Terrorism experts and homeland security leaders including you have said it’s not a matter of “if,” but rather “when” another act of terror will occur in the United States. Are you surprised we’ve not been attacked?
Well, we’ve been attacked. It hasn’t been successful.
I mean, going back to the shoe-bomber we had a series of efforts to attack us, and they’ve all been frustrated. They’ve all been frustrated because we often acted early. I recognize we have been attacked, I am confident there will be future efforts to attack us, and the variable is are we going to be able to frustrate those efforts.
We’ve done a lot by doing what we’ve done in Afghanistan and Pakistan.

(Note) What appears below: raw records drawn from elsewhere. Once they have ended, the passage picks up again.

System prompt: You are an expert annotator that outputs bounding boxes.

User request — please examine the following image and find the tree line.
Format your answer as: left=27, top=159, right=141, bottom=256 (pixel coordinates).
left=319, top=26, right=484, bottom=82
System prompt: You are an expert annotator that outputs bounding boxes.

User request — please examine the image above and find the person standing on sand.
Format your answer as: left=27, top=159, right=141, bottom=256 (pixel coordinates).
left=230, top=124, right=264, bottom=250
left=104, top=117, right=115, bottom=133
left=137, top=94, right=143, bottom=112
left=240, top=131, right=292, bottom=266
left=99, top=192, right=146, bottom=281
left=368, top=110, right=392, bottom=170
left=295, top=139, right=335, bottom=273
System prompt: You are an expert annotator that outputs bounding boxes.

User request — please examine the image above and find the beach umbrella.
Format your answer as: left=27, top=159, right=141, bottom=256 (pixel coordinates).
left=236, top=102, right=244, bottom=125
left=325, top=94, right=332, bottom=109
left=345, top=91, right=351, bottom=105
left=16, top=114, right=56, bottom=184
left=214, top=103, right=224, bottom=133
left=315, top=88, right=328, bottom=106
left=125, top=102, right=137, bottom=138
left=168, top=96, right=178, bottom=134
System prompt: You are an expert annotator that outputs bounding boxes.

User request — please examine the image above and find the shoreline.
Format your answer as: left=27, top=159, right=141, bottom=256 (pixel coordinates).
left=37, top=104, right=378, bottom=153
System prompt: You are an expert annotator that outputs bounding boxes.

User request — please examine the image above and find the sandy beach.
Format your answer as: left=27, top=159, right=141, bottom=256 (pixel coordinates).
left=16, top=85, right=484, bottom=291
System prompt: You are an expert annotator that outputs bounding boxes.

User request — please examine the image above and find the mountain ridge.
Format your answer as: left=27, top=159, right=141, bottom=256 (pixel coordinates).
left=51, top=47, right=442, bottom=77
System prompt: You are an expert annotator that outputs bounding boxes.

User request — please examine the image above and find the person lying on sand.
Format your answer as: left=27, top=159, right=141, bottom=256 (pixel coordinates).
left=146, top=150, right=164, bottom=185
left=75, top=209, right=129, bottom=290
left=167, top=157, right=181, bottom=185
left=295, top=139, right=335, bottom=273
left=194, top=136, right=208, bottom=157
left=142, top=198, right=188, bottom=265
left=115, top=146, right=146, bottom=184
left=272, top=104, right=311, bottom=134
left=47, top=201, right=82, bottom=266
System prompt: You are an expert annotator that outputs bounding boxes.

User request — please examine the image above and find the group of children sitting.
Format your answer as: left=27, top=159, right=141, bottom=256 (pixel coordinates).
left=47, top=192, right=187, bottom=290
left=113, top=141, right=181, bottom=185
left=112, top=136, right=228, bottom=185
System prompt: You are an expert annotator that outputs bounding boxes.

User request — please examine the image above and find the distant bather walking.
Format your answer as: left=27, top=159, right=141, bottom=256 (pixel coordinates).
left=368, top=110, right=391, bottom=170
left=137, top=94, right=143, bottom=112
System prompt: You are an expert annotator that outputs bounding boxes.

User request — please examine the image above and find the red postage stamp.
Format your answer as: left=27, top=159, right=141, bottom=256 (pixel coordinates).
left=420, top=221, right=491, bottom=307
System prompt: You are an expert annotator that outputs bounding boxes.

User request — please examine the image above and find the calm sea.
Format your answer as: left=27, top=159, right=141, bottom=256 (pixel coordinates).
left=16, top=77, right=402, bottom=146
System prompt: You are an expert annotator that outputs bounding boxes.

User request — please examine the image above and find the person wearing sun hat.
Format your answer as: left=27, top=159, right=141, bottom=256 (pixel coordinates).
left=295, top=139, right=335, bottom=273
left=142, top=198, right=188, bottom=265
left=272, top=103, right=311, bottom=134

We’ve done a lot with what we’ve done at the borders; what we’ve done internally; and what we’ve done for intelligence collection and analysis. But this is a dynamic process, so with each refinement that the enemy puts in place, there’s going to be a countermeasure we’re going to have to be prepared to put in place at the same time or before. I think that is the thing which I worry about when I look down the road.
Now that you’re in the private sector, how have your views about the private sector and what it can do for homeland security changed?
The upside is, it’s given me the opportunity to become much more personally acquainted with some of the entrepreneurial and technological skills that the private sector brings to the problem. You know when you’re a Cabinet secretary, particularly because of the procurement rules and complicated rules about acquisition; you tend to view technology at the end of a long funnel. You don’t see it from the perspective of people who are working on it.
Right now I would say the best investment for the government would be cybersecurity. It’s the area where I think we have still the greatest vulnerability relative to the amount of security we’ve put in place. One of the reasons for that is it’s the set of assets that are most widely distributed in the private sector. There are real challenges in terms of what role the government plays in cyber security because you’re getting into very sensitive areas that touch on the First Amendment.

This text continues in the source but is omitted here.